- Date: 19–25 March
- Edition: 1st
- Surface: Hard (indoor)
- Location: Lille, France

Champions

Singles
- Grégoire Barrère

Doubles
- Hugo Nys / Tim Pütz
| Play In Challenger |

= 2018 Play In Challenger =

The 2018 Play In Challenger was a professional tennis tournament played on indoor hard courts. It was the first edition of the tournament which was part of the 2018 ATP Challenger Tour. It took place in Lille, France, between 19 and 25 March 2018.
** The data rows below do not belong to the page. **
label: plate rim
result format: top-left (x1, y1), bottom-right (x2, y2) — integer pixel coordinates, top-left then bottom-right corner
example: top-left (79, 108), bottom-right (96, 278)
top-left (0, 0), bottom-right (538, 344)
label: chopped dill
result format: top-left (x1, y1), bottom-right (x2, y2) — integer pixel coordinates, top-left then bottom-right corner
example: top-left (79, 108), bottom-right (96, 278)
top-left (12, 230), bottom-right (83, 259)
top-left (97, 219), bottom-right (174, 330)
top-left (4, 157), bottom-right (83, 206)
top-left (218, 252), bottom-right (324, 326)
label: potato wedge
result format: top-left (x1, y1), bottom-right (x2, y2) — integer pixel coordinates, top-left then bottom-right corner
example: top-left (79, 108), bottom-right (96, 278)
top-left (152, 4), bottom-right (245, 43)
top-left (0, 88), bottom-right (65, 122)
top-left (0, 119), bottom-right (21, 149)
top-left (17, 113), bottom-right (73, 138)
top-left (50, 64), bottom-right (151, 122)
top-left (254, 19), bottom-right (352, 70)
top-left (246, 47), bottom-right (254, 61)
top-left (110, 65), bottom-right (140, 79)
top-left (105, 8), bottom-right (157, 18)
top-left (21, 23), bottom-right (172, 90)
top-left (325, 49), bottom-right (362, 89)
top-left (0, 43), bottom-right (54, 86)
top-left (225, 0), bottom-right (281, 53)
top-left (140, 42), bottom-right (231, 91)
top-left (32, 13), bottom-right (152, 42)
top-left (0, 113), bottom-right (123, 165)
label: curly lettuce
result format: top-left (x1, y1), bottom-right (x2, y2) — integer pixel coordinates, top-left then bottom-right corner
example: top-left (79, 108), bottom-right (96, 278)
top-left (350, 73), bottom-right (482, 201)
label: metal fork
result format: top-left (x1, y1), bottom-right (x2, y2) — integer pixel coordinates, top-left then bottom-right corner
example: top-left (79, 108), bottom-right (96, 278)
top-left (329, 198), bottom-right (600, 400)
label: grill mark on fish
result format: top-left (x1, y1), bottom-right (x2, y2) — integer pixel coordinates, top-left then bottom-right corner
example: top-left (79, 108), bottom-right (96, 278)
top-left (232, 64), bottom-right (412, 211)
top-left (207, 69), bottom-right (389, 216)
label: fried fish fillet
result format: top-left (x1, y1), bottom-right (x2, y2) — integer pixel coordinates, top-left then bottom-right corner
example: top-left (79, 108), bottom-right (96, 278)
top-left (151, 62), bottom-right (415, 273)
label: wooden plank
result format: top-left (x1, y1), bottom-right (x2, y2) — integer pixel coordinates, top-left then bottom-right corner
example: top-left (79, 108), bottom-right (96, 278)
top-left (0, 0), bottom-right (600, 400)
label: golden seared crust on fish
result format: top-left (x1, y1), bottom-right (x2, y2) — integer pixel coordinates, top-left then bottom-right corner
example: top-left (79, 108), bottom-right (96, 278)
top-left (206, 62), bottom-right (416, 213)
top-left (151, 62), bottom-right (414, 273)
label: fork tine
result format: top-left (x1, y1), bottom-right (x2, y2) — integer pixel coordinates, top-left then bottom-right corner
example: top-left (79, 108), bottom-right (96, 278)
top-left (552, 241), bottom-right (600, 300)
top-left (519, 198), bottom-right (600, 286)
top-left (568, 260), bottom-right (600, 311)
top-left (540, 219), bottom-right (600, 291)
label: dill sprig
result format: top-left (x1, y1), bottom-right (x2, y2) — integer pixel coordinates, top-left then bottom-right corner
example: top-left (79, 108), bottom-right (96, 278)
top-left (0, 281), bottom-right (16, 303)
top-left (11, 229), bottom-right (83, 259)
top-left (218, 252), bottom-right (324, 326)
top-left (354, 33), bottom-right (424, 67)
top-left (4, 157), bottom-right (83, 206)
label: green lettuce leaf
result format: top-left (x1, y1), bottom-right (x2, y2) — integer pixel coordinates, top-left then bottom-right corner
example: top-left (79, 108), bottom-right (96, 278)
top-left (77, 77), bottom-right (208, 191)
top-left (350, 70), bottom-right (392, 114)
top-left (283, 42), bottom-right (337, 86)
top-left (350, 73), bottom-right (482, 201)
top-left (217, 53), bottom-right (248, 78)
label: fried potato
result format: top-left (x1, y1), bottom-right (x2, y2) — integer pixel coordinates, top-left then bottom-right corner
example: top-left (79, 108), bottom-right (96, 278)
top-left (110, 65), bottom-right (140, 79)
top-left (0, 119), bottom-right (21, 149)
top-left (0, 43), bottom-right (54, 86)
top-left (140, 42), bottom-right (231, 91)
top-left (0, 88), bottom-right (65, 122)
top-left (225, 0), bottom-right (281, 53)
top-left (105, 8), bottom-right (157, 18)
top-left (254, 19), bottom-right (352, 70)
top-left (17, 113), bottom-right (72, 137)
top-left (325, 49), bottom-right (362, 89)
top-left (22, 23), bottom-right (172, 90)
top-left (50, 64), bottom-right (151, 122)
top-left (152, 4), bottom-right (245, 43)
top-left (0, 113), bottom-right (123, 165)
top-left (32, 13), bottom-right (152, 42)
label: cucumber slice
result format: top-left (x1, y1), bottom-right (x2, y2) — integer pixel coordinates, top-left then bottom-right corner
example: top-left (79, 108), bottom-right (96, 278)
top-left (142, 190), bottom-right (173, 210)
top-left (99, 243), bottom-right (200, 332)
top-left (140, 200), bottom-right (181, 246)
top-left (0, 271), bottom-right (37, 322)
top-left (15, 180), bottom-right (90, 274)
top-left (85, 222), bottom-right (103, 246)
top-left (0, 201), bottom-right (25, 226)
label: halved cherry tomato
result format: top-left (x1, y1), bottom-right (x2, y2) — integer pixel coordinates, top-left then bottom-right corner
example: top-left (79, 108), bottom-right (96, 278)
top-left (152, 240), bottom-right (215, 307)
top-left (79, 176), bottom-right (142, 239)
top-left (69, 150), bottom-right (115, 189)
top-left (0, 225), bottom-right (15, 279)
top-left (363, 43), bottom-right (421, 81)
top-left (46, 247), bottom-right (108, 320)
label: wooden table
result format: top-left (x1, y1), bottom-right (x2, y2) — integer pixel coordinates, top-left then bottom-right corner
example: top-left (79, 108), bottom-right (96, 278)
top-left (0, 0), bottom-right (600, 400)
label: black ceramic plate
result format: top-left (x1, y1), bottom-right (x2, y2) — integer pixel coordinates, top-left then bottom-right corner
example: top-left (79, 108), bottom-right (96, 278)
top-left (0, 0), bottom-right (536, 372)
==Singles main-draw entrants==

===Seeds===

| Country | Player | Rank^{1} | Seed |
|---|---|---|---|
| FRA | Nicolas Mahut | 101 | 1 |
| FRA | Quentin Halys | 121 | 2 |
| GER | Yannick Maden | 136 | 3 |
| GER | Oscar Otte | 137 | 4 |
| FRA | Corentin Moutet | 138 | 5 |
| FRA | Stéphane Robert | 159 | 6 |
| GER | Mats Moraing | 163 | 7 |
| GER | Matthias Bachinger | 171 | 8 |

- ^{1} Rankings are as of 5 March 2018.

===Other entrants===
The following players received wildcards into the singles main draw:
- FRA Hugo Grenier
- FRA Ugo Humbert
- FRA Maxime Janvier
- BEL Yannick Mertens

The following players received entry from the qualifying draw:
- FRA Grégoire Barrère
- FRA Antoine Escoffier
- FRA David Guez
- ESP Guillermo Olaso

The following player received entry as a lucky loser:
- LTU Laurynas Grigelis

==Champions==

===Singles===

- FRA Grégoire Barrère def. GER Tobias Kamke 6–1, 6–4.

===Doubles===

- FRA Hugo Nys / GER Tim Pütz def. IND Jeevan Nedunchezhiyan / IND Purav Raja 7–6^{(7–3)}, 1–6, [10–7].